Bourassa risquait d’être renversé, laisse entendre Trudeau
Non seulement Justin Trudeau n’a pas l’intention de présenter des excuses aux Québécois arrêtés sans justification pendant la crise d’Octobre, mais il accrédite la thèse — depuis longtemps déboulonnée — qu’un gouvernement parallèle était en préparation et que cela justifiait une intervention.
En entrevue à Radio-Canada mercredi, M. Trudeau a rétorqué au journaliste qui lui demandait si des excuses seraient présentées par Ottawa aux quelque 500 individus arrêtés il y a 50 ans : « Ils ont été arrêtés par la police fédérale, par la Sûreté du Québec ou par la police de Montréal ? » a-t-il demandé, frondeur.
« Je trouve intéressant, a continué M. Trudeau, qu’il y ait cette question que peut-être le gouvernement de Québec et la Ville de Montréal réfléchiraient au fait qu’ils ont demandé au fédéral d’amener cette Loi sur les mesures de guerre parce qu’effectivement ils avaient peur, ils étaient très inquiets de ces révolutionnaires qui voulaient renverser le gouvernement. »
Cette idée que certains essayaient de profiter de la crise d’Octobre pour renverser le gouvernement provincial de Robert Bourassa a été complètement discréditée depuis. Elle trouve sa genèse dans un scoop publié à l’époque par le Toronto Star affirmant que c’est la perspective d’un coup d’État qui a amené Ottawa à intervenir. Son auteur, le journaliste Peter C. Newman, a reconnu des années plus tard s’être fait enfariné et que ses sources avaient été Pierre Elliott Trudeau lui-même et son chef de cabinet, Marc Lalonde.
Selon le récit de ce scoop fait par M. Newman dans ses mémoires, M. Lalonde lui avait dit qu’« un groupe d’éminents Québécois complotent pour remplacer le gouvernent dûment élu de la province » et les meneurs en sont René Lévesque (alors chef du nouveau Parti québécois), Jacques Parizeau (professeur aux HEC et candidat défait pour le PQ), Marcel Pepin (chef syndical à la tête de la CSN) et Claude Ryan (directeur du Devoir).
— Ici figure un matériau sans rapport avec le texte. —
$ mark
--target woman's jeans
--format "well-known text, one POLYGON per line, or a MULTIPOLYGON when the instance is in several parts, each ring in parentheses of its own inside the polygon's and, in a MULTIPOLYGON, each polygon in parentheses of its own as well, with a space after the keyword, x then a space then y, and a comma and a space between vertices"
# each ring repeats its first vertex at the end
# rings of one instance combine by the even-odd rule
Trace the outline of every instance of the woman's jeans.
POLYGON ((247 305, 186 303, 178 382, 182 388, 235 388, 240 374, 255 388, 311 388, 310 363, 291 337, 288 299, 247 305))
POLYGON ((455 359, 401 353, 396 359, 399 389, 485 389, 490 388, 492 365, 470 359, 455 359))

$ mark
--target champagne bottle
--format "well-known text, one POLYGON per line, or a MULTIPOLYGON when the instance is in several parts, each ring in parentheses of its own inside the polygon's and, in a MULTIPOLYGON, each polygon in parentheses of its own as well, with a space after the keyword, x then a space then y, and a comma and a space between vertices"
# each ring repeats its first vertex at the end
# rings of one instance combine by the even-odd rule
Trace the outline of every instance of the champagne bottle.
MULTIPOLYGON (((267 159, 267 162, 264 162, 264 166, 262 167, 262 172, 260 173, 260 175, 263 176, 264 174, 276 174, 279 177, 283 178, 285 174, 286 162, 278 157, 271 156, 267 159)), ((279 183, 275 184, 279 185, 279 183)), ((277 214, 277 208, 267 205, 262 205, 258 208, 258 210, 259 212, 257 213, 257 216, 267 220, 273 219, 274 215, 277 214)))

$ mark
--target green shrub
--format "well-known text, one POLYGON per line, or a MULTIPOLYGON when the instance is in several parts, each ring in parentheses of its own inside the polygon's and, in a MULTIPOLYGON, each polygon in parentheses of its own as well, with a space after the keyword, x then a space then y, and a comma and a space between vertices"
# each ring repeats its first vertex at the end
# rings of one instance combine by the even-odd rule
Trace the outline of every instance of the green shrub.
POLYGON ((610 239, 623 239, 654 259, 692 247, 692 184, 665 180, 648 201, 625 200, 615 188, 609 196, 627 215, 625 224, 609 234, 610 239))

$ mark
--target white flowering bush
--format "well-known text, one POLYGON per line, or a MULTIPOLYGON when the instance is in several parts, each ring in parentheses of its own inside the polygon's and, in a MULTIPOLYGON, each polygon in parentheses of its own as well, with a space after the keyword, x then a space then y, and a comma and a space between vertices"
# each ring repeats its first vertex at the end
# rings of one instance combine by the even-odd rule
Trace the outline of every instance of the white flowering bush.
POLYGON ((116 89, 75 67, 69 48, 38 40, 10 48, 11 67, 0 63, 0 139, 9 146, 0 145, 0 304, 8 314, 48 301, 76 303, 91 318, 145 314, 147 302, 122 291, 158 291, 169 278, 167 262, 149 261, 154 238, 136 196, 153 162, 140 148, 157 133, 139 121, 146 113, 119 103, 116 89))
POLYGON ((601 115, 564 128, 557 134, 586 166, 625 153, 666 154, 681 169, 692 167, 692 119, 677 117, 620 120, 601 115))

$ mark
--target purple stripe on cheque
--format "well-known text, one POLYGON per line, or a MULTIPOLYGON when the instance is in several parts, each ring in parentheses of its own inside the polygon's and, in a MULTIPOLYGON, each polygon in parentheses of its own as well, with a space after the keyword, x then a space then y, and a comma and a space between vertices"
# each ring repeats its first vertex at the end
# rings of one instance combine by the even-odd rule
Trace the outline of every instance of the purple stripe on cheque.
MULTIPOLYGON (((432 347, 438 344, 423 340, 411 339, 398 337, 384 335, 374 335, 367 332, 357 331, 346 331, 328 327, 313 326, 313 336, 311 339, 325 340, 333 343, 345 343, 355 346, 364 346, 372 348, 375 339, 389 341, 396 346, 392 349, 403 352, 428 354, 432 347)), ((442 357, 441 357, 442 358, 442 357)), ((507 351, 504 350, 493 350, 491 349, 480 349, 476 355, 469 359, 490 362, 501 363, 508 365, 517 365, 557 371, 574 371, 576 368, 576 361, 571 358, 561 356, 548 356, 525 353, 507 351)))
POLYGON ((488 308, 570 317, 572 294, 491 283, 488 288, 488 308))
Les 4 hommes, ainsi que 12 autres personnalités, avaient invité publiquement Robert Bourassa à négocier avec le Front de libération du Québec (FLQ) la libération des deux otages.
« C’est une rumeur qui avait été plantée exprès pour faire encore plus peur au monde », relate le journaliste Louis Fournier, auteur de nombreux ouvrages sur cette période de l’histoire du Québec. Le son de cloche est le même du côté de l’ancien journaliste du Devoir Jean-Claude Leclerc. Il était membre de ce supposé gouvernement parallèle. Il déplore que M. Trudeau fils perpétue ce mythe. « Pauvre lui, il y a beaucoup de choses qu’il comprend mal. »
Justin Trudeau a par ailleurs indiqué que les excuses pour les arrestations d’il y a 50 ans ne sont pas à son menu, car il préfère se concentrer sur l’époque contemporaine.
M. Trudeau s’est déjà excusé pour la pendaison de chefs autochtones survenue il y a 150 ans, le refoulement de Juifs en 1939, les écoles résidentielles de Terre-Neuve alors que la province ne faisait pas encore partie du Canada ou encore pour la rafle d’enfants autochtones dans les années 1960.
Le Parti conservateur a aussi indiqué qu’il n’était pas ouvert à présenter des excuses aux Québécois emprisonnés pendant la crise d’Octobre.